Elliptic and other fraud industry analysts have strongly rebutted Telegram's view of maintaining market freedom, pointing out that the vast majority of market activities like 'Potato Guarantee' and 'New Coin Guarantee' are illegal. In addition to services related to scams, these markets also involve prostitution transactions—in posts from New Coin Guarantee, there are even suggestive advertisements involving underage sexual services, such as 'Lolita' or 'young girl' services. Furthermore, clients of these scam operations have been widely recorded using forced labor in modern slavery-like conditions.
"They have the ability to shut down this fraud economy and human trafficking activities, but they have become a 'classified advertising platform' for cryptocurrency fraudsters," said Erin West, former prosecutor for Santa Clara County, California, and now head of the anti-fraud organization 'Operation Shamrock'. "These bad actors are using their bad platform to facilitate other bad actors."

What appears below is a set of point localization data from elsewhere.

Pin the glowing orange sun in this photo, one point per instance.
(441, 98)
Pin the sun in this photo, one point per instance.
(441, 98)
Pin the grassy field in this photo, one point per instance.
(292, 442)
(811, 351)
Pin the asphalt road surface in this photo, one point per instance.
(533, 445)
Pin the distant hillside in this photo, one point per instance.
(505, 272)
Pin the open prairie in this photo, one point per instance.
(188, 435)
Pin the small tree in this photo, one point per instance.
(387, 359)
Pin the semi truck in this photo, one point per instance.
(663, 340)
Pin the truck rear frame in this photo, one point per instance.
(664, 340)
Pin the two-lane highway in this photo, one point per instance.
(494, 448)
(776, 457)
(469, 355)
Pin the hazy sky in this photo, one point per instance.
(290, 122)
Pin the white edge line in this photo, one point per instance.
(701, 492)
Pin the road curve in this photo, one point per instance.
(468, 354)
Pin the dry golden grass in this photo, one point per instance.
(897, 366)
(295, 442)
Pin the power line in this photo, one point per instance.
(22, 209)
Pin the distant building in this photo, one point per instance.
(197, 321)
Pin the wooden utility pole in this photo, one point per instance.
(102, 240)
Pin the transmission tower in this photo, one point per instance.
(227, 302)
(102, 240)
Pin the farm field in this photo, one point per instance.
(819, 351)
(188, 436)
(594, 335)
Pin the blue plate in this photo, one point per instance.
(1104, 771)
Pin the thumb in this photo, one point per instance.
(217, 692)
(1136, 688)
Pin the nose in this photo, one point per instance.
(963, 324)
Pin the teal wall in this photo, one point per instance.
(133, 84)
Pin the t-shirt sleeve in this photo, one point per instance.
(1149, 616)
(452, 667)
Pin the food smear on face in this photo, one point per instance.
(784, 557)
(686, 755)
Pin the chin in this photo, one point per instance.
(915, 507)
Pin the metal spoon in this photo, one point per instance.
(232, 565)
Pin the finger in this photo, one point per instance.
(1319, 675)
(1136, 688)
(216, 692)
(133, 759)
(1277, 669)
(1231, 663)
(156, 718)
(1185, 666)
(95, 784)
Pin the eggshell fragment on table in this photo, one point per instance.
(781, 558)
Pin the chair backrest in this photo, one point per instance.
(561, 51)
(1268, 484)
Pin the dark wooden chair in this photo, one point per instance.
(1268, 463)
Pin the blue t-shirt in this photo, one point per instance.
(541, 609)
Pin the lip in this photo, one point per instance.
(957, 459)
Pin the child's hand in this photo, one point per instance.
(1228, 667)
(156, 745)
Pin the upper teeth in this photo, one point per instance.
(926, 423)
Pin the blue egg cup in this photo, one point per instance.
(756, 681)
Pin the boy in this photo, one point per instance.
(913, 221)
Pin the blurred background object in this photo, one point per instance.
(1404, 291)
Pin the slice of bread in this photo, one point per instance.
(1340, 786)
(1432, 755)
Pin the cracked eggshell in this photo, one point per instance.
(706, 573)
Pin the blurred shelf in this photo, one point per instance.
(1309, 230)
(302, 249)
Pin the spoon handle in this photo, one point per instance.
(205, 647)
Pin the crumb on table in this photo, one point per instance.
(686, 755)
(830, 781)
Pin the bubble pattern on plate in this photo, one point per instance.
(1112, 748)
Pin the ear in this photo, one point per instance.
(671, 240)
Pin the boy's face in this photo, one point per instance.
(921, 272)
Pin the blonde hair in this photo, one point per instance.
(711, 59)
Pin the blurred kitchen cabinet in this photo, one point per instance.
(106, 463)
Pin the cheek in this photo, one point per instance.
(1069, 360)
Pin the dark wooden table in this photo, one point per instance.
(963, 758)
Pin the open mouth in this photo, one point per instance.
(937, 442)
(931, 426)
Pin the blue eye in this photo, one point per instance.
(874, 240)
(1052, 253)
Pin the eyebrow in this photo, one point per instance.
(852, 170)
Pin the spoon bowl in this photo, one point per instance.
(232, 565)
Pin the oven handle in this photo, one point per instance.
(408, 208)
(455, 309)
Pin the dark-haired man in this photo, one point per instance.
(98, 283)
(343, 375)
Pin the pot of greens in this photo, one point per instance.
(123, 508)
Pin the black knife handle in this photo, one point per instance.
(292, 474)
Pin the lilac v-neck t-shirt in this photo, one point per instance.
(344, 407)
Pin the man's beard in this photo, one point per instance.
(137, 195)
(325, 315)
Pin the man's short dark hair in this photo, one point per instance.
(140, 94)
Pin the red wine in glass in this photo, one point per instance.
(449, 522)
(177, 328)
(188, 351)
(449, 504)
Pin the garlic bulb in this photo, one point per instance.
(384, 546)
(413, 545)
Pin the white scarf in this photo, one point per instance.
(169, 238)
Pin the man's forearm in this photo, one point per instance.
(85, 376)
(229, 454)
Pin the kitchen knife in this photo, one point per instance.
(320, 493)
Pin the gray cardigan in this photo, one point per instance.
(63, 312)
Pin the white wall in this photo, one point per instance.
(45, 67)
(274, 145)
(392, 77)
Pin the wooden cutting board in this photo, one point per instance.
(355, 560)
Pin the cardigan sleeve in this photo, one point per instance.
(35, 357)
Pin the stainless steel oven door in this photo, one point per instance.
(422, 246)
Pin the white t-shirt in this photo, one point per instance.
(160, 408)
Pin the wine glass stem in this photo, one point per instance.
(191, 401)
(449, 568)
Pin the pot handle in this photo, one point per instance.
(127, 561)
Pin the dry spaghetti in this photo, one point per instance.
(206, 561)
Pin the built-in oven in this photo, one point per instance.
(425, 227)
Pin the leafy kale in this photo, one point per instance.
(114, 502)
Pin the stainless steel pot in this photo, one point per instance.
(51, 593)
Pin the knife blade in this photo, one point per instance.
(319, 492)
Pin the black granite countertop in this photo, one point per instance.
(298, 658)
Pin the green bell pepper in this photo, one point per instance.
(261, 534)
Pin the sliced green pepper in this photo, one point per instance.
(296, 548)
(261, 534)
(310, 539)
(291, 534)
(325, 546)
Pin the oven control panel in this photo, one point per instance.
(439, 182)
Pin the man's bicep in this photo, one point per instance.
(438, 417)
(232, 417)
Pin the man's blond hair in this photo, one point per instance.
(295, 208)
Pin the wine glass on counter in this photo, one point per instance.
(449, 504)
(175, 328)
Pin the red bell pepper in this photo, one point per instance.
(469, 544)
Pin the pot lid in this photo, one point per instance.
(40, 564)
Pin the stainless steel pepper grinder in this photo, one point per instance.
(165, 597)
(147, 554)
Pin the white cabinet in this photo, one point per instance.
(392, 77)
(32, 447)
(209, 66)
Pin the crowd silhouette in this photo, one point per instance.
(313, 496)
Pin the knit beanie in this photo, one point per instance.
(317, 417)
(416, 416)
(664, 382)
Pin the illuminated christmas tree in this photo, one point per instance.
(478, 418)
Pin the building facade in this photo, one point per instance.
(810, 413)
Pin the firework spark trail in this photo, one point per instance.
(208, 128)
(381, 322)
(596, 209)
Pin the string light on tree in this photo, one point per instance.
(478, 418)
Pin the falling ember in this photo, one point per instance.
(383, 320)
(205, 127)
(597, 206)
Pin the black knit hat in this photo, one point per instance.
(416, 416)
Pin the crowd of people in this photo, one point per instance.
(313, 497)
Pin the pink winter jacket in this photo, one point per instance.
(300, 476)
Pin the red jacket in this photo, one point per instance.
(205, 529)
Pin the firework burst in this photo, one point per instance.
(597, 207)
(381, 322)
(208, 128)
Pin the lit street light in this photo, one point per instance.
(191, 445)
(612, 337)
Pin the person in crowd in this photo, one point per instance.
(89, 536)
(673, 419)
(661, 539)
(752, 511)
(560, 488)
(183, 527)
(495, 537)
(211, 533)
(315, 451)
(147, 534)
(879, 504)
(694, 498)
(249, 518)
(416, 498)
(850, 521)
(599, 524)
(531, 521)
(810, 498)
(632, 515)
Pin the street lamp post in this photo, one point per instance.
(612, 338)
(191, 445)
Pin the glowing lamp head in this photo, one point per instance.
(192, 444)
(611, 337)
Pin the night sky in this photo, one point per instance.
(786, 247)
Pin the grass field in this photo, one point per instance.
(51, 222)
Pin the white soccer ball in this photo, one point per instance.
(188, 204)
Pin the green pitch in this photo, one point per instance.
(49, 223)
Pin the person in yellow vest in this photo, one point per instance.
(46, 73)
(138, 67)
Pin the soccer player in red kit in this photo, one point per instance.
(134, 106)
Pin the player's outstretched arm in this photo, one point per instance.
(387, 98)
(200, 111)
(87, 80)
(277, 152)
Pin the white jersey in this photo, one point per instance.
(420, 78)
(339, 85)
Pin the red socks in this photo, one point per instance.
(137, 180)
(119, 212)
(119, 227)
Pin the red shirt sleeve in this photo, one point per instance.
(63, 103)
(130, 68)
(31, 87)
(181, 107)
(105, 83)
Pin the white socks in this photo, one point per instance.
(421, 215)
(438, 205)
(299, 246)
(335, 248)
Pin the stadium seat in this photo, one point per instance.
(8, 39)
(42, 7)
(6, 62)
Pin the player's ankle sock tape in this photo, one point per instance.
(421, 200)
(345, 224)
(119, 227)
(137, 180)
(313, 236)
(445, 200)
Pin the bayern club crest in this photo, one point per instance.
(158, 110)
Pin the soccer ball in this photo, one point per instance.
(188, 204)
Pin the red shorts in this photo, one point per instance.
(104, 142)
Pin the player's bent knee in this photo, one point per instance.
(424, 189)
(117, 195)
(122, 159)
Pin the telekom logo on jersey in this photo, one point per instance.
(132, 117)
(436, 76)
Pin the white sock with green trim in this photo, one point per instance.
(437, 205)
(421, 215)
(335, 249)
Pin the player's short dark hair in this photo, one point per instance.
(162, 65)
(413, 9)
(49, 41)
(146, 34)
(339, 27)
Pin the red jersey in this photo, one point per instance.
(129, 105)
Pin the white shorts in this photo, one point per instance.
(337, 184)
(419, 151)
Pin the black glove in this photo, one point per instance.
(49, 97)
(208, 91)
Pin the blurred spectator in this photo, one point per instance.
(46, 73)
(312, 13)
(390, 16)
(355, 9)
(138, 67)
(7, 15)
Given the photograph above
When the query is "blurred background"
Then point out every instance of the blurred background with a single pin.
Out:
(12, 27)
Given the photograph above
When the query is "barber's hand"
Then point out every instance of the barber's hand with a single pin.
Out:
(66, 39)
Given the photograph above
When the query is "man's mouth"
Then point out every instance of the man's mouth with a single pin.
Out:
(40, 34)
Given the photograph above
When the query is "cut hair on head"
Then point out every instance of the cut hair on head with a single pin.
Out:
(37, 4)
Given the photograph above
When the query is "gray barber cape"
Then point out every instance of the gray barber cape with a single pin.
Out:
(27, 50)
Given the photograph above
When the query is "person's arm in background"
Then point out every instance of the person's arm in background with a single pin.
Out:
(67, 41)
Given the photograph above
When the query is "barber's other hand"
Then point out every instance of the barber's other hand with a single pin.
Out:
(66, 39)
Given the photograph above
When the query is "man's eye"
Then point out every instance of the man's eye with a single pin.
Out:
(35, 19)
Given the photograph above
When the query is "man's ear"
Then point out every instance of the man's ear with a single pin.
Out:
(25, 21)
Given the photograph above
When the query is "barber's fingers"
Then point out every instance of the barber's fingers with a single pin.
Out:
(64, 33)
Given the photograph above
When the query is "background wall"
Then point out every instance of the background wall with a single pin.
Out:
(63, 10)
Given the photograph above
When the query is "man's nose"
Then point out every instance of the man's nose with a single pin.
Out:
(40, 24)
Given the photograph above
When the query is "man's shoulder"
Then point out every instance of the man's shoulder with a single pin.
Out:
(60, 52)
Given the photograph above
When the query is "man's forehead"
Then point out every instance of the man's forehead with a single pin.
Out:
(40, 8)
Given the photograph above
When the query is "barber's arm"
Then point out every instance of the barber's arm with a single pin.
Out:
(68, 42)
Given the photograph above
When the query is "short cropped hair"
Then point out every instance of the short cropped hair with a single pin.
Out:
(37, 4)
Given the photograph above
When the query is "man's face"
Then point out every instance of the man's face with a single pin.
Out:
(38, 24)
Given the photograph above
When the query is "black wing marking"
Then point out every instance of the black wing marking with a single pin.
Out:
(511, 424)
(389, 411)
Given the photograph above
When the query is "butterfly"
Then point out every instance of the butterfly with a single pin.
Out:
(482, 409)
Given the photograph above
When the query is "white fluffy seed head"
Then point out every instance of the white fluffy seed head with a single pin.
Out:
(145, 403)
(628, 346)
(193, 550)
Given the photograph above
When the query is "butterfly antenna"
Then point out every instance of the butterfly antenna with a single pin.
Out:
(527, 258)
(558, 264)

In addition to Telegram, another cryptocurrency company, Tether, has also played a key role in these fraud markets. This popular stablecoin is the preferred tool for money laundering transactions in these markets. Unlike most cryptocurrencies, Tether has a centralized structure, meaning its parent company (Tether Ltd.) can seize or freeze funds at any time. However, the company has done little to intervene in the large-scale capital flows it supports.
In response to WIRED's request for comments on its role in the black market transactions of 'Potato Guarantee' and 'New Coin Guarantee', both Telegram and Tether did not respond.
Jacob Sims, a visiting scholar at Harvard University’s Asia Center focusing on transnational crime research, believes that the efforts of Tether and Telegram to combat the expansion of the fraud industry are similar to the 'symbolic' raids by Southeast Asian law enforcement on fraud bases. These law enforcement actions are often merely formal, allowing these scam organizations to rebuild and resume operations. "Ineffectiveness at all levels of law enforcement leads to an inability to effectively combat it," Sims stated.
Sims also pointed out that only through centralized cooperation among international governments and law enforcement agencies can substantial changes be made to this situation. He likened this effort to coordinated actions against global terrorism or drug trafficking, arguing that the same international pressure should also be applied to companies that foster rampant fraud.
"The current response to this increasingly serious fraud industry has not yet reached the level of coordination and urgency needed," Sims said, "and only when we elevate it to a priority that matches the enormous damage it causes can the problem possibly be solved."